The football team has gone to two bowl games in the span of three years for the first time since the mid ’80s. Last year, the women’s golf team fell just short in the NCAA Championships while Natasha Andrea Oon was a First Team All American.
Head Coach Joanne Bowers led gymnastics to the MPSF Conference Championship a year ago and the baseball team more than tripled its win total from 2021 to 2022 and lost in the Mountain West Tournament Championship Game under head coach Brad Sanfilippo.
What’s not encouraging in Miles’ case is how an uptick in wins didn’t correlate with an uptick in in student interest.
“We have 6,000 students living on campus. We have 6,000 seats in the Provident Credit Union Event Center. If all the students came, we’d have a sell out,” said Konya.
“For some reason from our students its not innate in them to walk the 200 yards from the residence halls to the Event Center when we have a game.”
Attempts are being made with SJSU implementing a new scoreboard this season, a partnership with NBC Bay Area and newly appointed president Cynthia Teniente-Matson confirmed they will be debuting this Silicone Valley inspired glow in the dark court next season.
Although it comes a year after it was originally planned to be implemented, it’s a step in the right direction.
Alongside Deputy Athletic Director Scott MacDonald, who’s been Konya’s righthand man since their time at Oakland Northeastern together, SJSU’s AD is putting together a rebuild of his own.

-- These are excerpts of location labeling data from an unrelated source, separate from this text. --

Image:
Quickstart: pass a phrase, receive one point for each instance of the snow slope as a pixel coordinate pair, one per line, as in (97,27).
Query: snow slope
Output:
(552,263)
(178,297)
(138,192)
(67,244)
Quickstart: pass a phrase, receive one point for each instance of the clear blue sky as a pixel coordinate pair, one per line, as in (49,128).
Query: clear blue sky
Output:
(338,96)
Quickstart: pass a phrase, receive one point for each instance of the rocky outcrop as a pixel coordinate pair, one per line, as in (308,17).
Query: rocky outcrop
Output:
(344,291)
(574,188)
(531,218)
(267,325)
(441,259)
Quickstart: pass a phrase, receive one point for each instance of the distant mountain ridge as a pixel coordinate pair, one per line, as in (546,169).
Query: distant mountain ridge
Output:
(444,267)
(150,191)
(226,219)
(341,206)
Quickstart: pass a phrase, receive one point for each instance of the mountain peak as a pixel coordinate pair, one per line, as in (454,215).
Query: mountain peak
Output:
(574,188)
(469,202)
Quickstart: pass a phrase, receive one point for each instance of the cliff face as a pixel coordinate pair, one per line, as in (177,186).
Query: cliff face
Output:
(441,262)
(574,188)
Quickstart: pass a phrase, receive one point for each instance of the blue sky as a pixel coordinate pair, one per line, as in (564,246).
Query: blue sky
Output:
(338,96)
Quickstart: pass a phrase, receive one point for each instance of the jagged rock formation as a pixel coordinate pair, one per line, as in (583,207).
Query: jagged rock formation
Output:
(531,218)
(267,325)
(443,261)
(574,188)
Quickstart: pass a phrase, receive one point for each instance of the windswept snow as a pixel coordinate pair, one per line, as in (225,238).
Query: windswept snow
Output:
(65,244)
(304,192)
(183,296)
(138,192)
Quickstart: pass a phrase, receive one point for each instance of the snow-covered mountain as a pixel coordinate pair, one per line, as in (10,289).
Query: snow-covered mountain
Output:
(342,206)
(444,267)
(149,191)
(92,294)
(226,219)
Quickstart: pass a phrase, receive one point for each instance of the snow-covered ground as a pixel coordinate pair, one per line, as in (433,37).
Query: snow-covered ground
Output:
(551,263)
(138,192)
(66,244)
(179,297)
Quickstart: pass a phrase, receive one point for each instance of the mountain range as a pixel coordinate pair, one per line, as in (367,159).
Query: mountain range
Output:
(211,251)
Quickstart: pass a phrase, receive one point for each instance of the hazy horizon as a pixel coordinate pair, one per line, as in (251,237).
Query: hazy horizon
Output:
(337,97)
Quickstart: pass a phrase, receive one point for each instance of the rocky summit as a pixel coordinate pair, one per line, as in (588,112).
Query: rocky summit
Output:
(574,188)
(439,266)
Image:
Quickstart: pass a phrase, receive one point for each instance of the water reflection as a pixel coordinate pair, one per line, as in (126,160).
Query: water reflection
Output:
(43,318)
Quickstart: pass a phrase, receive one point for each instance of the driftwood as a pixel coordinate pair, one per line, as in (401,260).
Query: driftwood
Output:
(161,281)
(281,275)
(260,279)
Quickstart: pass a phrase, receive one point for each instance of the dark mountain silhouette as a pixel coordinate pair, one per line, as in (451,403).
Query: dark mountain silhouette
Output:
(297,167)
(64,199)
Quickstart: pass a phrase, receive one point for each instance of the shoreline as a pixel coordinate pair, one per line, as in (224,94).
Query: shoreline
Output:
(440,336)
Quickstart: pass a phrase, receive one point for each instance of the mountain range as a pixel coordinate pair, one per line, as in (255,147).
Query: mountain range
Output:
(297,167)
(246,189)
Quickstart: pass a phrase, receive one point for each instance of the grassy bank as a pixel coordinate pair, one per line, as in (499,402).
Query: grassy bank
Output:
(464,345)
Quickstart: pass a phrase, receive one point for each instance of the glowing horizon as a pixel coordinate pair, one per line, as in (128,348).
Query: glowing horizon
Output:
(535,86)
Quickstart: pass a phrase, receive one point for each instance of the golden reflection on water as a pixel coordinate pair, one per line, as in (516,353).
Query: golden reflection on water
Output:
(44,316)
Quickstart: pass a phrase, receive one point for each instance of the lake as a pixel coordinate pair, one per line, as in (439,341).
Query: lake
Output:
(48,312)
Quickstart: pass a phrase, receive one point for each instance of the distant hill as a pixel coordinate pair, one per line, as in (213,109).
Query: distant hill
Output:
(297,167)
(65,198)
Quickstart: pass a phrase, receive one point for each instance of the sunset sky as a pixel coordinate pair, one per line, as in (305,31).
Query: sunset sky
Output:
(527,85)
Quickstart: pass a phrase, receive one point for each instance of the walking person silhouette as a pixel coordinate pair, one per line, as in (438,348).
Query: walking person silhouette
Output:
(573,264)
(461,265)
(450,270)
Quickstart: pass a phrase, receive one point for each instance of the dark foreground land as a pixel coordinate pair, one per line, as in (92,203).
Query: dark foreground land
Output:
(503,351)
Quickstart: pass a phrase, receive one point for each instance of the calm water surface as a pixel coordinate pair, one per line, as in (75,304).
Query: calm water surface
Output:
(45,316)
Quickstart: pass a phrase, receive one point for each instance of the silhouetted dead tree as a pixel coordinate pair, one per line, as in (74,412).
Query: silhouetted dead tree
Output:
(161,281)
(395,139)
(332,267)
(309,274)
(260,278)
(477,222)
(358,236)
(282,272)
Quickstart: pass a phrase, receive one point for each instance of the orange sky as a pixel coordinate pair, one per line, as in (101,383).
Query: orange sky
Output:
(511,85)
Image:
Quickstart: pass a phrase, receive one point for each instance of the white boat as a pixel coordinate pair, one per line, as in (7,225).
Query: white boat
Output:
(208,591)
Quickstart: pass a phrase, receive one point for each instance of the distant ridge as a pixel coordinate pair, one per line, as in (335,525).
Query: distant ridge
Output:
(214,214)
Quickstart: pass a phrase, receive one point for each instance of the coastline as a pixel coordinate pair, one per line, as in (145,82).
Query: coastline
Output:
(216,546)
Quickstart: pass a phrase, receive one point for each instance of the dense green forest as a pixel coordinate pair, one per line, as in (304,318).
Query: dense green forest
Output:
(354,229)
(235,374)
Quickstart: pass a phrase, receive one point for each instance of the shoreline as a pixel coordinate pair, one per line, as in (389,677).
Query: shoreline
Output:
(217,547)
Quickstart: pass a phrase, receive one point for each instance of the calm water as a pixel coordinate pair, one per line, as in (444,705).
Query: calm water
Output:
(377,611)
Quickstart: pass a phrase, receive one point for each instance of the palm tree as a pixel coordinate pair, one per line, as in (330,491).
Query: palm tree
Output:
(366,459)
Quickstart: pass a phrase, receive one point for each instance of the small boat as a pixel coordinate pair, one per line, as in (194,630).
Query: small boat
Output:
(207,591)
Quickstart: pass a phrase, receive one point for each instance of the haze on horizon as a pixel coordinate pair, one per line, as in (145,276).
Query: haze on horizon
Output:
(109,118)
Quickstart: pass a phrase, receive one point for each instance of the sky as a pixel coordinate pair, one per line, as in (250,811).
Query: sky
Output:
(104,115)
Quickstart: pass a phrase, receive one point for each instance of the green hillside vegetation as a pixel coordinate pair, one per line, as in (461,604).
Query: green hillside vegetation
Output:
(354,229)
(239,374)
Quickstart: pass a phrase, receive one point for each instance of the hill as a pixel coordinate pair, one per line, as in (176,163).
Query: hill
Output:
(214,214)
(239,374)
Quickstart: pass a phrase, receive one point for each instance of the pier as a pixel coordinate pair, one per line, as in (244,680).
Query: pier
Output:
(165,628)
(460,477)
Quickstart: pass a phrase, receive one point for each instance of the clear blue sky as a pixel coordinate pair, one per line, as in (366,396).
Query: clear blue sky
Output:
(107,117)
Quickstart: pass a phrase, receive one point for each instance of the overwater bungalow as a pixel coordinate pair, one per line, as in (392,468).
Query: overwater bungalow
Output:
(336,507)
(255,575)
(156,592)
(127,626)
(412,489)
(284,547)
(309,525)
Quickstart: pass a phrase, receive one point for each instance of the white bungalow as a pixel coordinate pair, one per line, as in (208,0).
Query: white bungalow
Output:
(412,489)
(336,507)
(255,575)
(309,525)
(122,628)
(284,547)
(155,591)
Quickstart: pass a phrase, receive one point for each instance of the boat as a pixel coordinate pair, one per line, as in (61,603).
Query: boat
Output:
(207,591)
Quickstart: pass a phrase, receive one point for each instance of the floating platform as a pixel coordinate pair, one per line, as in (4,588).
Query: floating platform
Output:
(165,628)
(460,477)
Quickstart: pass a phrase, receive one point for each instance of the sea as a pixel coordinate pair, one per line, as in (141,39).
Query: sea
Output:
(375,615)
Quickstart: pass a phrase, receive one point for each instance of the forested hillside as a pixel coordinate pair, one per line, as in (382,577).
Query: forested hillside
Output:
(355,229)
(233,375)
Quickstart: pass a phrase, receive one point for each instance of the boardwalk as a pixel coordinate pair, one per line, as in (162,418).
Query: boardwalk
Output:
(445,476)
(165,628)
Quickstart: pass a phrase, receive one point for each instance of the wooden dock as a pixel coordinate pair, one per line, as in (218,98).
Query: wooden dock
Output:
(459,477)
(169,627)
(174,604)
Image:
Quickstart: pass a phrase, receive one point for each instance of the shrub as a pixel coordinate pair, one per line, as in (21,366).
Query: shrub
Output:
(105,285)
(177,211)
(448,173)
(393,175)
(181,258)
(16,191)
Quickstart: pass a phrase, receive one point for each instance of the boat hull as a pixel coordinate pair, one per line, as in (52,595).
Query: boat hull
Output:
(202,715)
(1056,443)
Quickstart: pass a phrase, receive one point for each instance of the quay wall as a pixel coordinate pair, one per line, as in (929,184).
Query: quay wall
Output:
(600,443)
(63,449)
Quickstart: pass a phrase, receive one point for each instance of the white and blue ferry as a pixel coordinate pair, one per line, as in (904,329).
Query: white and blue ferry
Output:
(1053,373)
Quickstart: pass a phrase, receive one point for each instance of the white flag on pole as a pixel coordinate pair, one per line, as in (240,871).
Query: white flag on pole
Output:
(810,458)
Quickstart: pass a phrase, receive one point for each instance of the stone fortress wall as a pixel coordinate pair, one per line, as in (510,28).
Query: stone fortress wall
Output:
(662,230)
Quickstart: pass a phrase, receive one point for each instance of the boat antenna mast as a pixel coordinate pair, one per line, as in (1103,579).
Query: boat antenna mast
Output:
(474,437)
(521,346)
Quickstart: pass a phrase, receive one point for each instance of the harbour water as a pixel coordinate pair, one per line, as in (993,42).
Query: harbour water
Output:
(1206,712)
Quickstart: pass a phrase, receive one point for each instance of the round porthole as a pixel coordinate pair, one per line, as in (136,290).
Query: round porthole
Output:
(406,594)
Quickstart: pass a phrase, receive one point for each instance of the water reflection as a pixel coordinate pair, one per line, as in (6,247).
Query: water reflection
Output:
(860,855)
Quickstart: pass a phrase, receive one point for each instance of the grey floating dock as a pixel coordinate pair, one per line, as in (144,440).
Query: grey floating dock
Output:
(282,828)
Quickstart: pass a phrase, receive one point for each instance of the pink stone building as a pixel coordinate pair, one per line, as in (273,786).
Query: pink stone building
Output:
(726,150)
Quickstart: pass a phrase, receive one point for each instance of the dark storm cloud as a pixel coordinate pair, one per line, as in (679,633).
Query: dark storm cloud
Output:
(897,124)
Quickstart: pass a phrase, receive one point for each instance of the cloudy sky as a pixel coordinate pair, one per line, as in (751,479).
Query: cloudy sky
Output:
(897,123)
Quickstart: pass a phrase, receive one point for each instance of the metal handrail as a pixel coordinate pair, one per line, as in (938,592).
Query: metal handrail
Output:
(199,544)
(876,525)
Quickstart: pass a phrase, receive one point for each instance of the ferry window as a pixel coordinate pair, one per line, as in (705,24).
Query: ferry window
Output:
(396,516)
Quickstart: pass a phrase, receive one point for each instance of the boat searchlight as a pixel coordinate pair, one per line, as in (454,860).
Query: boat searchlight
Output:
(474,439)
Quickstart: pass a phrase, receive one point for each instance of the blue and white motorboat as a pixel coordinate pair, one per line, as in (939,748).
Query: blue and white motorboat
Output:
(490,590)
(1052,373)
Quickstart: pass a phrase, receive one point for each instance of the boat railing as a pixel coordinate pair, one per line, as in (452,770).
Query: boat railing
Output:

He’s made numerous new hires, sharing that SJSU’s marketing team is fully-staffed for the first time in several months and is led by Megan MaCleod, who was hired in May of last year.
Progress is being made under Konya, who’s grown a strong rapport with Miles through weekly summer golf games. But the two “haven’t discussed,” the answer to the question everyone wants to know:
If a bidding war arose, could SJSU keep Miles?
“We are aware of what could potentially happen, but I do think Tim is content and he’s come in here with eyes wide open and does what Tim does; which is using his abilities to maximize the resources and produce a winner and in year two that’s exactly what he’s done,” said Konya.
After SJSU suffered a heartbreaking overtime loss to rival Fresno State in the Mountain West Tournament, Miles delivered a statement nested in gall, hutzpah that’s now flown its way to prophecy.
SJSU claimed the sixth best rebound margin nationwide with grad-transfer Sage Tolbert from Temple, transfer Robert Vaihola from Fresno State and a fully healthy Ibrahima Diallo and an immensely improved defense.
They’ve helped put SJSU three wins away from the NCAA Tournament, an assumed couple of wins from the NIT and a high-chance of playing in the CBI. However, Konya can’t confirm if SJSU has the budget to afford the $25,000 buy-in the tournament requires. There that six-letter B-word goes again.
Because Miles will be coaching next year. The two years he spent traversing through Big 10 and Mountain West country broadcasting games and his “Inside the Mind of Miles” podcast were a time to recharge and reflect after Nebraska fired him with two years and $2.5 million left on his contract.
But Miles says that it wasn’t done to run out the clock.
In 2021, when Richard Pitino came in at the eleventh hour to nab the New Mexico head coaching gig from him, Miles was open to continuing the same role. His decision to come to SJSU wasn’t motivated by a last ditch effort to stay relevant.
The isolation and table for one dinners at steakhouses don’t align with his constant need to schmooze and his obsession with conflict and compromise. He’s glutton for the intense frustration and draining lows that revolve around a pebbled-surface ball going through the net.
On Monday afternoon, Miles held his chin and stroked his index finger over his mouth, trying to spot a missing detail with the other hand tucked into his side during practice. A posture and scene that has become frozen in time.
Inside the mind of Miles is a never-ending rotation of gears like that of a finely tuned Rolex Watch.
Those gears will still be turning a year from now, but will his whistle dangle in front of a Spartan logo?